Now, 45 countries have ratified the treaty. Ireland, Nigeria and Niue (in the Pacific) all ratified this Hiroshima Day, while St Kitts & Nevis (in the Caribbean) ratified on Nagasaki Day.

Keep track with ICAN: www.tinyurl.com/peacenews3273

Assembly

Netpol – the network of activists, lawyers and researchers that monitors and challenges excessive and discriminatory policing – is crowdsourcing the ‘knowledge and experience of campaigning groups to find out what changes they want to see’ to protect the right to protest.

‘Rather than continuing to ask the police and other authorities for transparency and getting nowhere, perhaps it’s time we started offering solutions ourselves’, the group noted.

Netpol plans to contact a wide range of campaigning organisations with the aim of turning the material gathered into a new Charter for Freedom of Assembly Rights.

www.netpol.org

Execution

Declassified UK has discovered that British intelligence agency MI6 has supported a covert Kenyan paramilitary team responsible for a series of extrajudicial killings in the mostly Muslim coastal region.

According to their investigation, MI6 has played ‘a key role in identifying suspects for a “kill or capture” list and finding and fixing their location.’

‘When these extrajudicial killings happen, Muslims feel they are under siege because they cannot comprehend why the government cannot arrest these people and take them to court, instead of killing them’, the chair of Kenyan human rights organisation Muhuri said.

www.tinyurl.com/peacenews3425

Banishment

The Council of Europe has issued a media freedom alert after the ministry of defence (MoD) barred the media outlet Declassified UK, which investigates the British military and its intelligence agencies.

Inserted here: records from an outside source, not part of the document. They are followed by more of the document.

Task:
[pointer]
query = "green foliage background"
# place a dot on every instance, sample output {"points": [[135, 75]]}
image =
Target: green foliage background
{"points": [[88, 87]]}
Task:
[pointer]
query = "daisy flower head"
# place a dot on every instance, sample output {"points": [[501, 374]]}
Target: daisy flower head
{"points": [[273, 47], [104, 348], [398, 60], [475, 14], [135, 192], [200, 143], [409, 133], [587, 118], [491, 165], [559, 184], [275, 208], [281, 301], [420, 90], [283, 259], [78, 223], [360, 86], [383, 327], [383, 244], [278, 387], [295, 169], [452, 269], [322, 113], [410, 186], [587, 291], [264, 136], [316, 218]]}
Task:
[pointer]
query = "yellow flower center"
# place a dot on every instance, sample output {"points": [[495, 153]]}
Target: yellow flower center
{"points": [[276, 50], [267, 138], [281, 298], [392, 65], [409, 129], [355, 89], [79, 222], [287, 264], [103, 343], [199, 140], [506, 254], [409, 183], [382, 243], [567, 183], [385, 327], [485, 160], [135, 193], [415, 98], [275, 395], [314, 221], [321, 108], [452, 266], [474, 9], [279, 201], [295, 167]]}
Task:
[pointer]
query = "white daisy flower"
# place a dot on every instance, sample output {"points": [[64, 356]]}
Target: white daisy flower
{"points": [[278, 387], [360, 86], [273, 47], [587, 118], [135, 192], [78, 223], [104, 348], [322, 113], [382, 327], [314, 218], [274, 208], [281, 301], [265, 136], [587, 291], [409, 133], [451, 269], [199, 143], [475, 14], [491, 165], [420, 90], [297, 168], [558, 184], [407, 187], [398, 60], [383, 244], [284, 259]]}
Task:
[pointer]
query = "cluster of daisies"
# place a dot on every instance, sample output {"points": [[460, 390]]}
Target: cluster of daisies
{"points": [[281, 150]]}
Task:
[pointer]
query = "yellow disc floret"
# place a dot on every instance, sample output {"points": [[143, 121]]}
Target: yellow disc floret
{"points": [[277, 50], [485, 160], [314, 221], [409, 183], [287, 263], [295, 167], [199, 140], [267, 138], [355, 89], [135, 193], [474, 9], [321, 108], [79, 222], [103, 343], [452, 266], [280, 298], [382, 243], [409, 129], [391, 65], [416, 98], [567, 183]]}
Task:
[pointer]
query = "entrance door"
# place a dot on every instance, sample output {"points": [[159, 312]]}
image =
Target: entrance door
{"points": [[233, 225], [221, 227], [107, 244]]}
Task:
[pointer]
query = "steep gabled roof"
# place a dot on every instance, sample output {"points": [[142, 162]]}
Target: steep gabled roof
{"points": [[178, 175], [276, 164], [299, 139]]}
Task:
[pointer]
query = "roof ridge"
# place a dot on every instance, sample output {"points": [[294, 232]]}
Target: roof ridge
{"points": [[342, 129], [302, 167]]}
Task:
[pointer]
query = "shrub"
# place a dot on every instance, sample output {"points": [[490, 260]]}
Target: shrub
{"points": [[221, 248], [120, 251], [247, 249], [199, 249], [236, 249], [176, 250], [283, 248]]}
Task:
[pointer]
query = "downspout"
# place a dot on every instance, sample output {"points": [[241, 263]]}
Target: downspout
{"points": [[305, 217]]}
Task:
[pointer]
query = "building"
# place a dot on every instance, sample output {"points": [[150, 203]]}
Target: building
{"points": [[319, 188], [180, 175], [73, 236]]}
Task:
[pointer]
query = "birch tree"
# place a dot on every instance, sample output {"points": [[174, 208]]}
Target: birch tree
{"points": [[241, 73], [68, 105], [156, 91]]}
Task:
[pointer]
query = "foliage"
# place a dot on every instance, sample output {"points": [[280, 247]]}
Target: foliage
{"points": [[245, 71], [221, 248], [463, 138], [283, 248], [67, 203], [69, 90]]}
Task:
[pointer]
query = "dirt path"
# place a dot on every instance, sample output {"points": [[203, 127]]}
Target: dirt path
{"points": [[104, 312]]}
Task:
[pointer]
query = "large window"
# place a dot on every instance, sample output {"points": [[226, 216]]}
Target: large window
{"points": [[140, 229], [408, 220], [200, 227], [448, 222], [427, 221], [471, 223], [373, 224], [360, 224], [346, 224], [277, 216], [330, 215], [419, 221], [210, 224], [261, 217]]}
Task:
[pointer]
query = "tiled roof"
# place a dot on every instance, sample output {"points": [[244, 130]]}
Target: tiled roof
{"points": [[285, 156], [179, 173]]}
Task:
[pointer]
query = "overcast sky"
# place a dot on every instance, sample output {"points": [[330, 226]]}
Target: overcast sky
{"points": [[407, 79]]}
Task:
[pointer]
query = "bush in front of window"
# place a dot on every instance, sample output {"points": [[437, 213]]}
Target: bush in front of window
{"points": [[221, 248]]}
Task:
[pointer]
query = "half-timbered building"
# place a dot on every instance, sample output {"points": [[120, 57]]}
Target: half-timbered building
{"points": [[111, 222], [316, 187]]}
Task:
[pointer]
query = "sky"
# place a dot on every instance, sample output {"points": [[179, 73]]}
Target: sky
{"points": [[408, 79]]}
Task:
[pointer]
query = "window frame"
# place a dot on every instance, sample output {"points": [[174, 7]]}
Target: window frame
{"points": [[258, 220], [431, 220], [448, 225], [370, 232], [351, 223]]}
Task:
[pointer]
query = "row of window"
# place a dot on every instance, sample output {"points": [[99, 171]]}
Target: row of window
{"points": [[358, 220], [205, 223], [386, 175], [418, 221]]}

On 25 August, a journalist for the website contacted the MoD for comment about the arrest of Ahmed al Babati (see here).

The journalist was first asked ‘what sort of angle’ Declassified UK had taken on Yemen. He was later told that the MoD was ‘no longer deal[ing] with your publication’.

Prevention

On 24 August, Extinction Rebellion (XR) co-founder Roger Hallam and four other members of Beyond Politics/Burning Pink (BP), a breakaway group from XR, were arrested and charged with conspiracy to commit public nuisance and criminal damage.

The five were remanded in custody until a court hearing on 22 September (when at least two of them were released) which meant they were in prison during the XR September Rebellion.

BP claims that the five were arrested because a Green Party member infiltrated a Zoom planning session and handed a recording of the meeting to the police.